Dans ce même discours du 27 février, le chancelier Scholz annonçait le déblocage historique de 100 milliards d'euros en faveur de la Bundeswehr. Un an après, en 2023, les résultats concrets pour l'armée allemande tardaient à apparaître. Et aujourd'hui, le chef d'état-major allemand a fixé un objectif à cinq ans à la Bundeswehr pour être en capacité d'affronter une guerre : Carsten Breuer, dans un entretien au Welt, n'a pas hésité à déclarer : « Parce que je suis militaire, je dis : dans cinq ans, nous devons être aptes à la guerre. »
Mais voilà, après avoir pris en pleine figure les conséquences de leurs délires idéologiques en termes d'énergie nucléaire et de pacifisme, les responsables allemands se heurtent à présent à leur talon d'Achille structurel : leur démographie vieillissante et antinataliste. L'Ukraine et Poutine ont rappelé, dans ce conflit qui ressemble plus à 14-18 qu'à la guerre des étoiles (voir le témoignage de Régis Le Sommier), que la guerre, c'était non seulement de la technologie mais aussi des hommes. Et en termes de jeunes hommes motivés, l'Allemagne est fort dépourvue. Dans Le Point, Pascale Hugues dresse le bilan RH peu reluisant de la Bundeswehr : manque chronique de personnel, faible motivation des jeunes, effondrement démographique tarissant d'autant le vivier de recrutement et suppression à contre-temps du service national en 2011. Selon un rapport de la Konrad-Adenauer-Stiftung, un think tank proche de la CDU cité par Le Point, « d'ici à 2050, le réservoir principal de recrues - les jeunes Allemands, hommes et femmes, entre 18 et 25 ans - aura diminué de 12 % » !

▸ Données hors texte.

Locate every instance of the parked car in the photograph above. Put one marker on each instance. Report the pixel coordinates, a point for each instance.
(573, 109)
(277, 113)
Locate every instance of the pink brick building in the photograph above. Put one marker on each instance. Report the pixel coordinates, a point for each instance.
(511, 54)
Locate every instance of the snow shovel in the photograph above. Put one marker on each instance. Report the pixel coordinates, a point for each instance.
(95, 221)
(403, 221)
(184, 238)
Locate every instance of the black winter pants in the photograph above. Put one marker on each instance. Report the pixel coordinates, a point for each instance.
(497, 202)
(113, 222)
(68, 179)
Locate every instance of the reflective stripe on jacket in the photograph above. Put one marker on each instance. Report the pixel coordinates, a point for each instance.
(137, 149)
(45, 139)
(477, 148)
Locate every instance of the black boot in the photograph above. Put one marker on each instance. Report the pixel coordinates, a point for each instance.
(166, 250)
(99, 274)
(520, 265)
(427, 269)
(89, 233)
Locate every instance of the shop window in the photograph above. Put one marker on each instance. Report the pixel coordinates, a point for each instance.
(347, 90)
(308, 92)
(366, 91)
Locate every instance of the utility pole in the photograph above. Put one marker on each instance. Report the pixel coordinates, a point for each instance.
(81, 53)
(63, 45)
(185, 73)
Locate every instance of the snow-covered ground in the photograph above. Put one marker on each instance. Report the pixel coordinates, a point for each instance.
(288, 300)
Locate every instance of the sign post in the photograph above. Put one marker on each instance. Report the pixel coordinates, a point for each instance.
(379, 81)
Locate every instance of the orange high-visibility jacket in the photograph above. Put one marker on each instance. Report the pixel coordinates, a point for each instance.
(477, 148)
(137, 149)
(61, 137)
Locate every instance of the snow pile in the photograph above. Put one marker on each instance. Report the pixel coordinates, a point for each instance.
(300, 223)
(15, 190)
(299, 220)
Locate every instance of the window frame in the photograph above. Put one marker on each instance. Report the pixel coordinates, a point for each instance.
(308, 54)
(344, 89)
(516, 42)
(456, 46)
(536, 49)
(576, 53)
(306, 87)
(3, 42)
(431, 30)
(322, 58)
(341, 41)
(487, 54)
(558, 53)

Le ministre de la Défense allemand a donc commandé un rapport. Le rétablissement du service national représentant, comme en France, plus d'inconvénients que d'avantages, la rationalité allemande s'est tournée vers... l'immigration car, en ce domaine, l'Allemagne qui ne fait plus de bébés est bien dotée. Il s'agirait d'ouvrir la Bundeswehr aux recrues étrangères. Selon ce rapport de la KAS, 1,38 million de jeunes entre 18 et 25 ans munis d'un passeport étranger vivaient, en 2022, en Allemagne, soit 19 % de cette tranche d'âge ! Une véritable manne, pour qui ne raisonne qu'en termes de chiffres... Pascale Hugues nous apprend que, déjà, 15 % des militaires allemands sont issus de l'immigration, essentiellement des Allemands de souche du Kazakhstan venus en masse en Allemagne après la dissolution de l'URSS, mais aussi des Turcs bénéficiant de la double nationalité.
Si le chancelier Scholz a vraiment conscience que les dangers menaçant l'Allemagne et l'Europe ne se limiteront pas à la Russie de Poutine, il devrait méditer cette phrase de bon sens d'un jeune Allemand qui a rejoint l'armée, Jacob, citée par le Point : « Il faut bien que quelqu'un défende notre pays. » Encore faudrait-il savoir qui sera ce « quelqu'un » et ce que veut dire « notre pays ». Trump et Poutine ont mis fin à bien des illusions de la gauche allemande et européenne ; sauf une, peut-être la plus inquiétante pour l'avenir : l'immigration.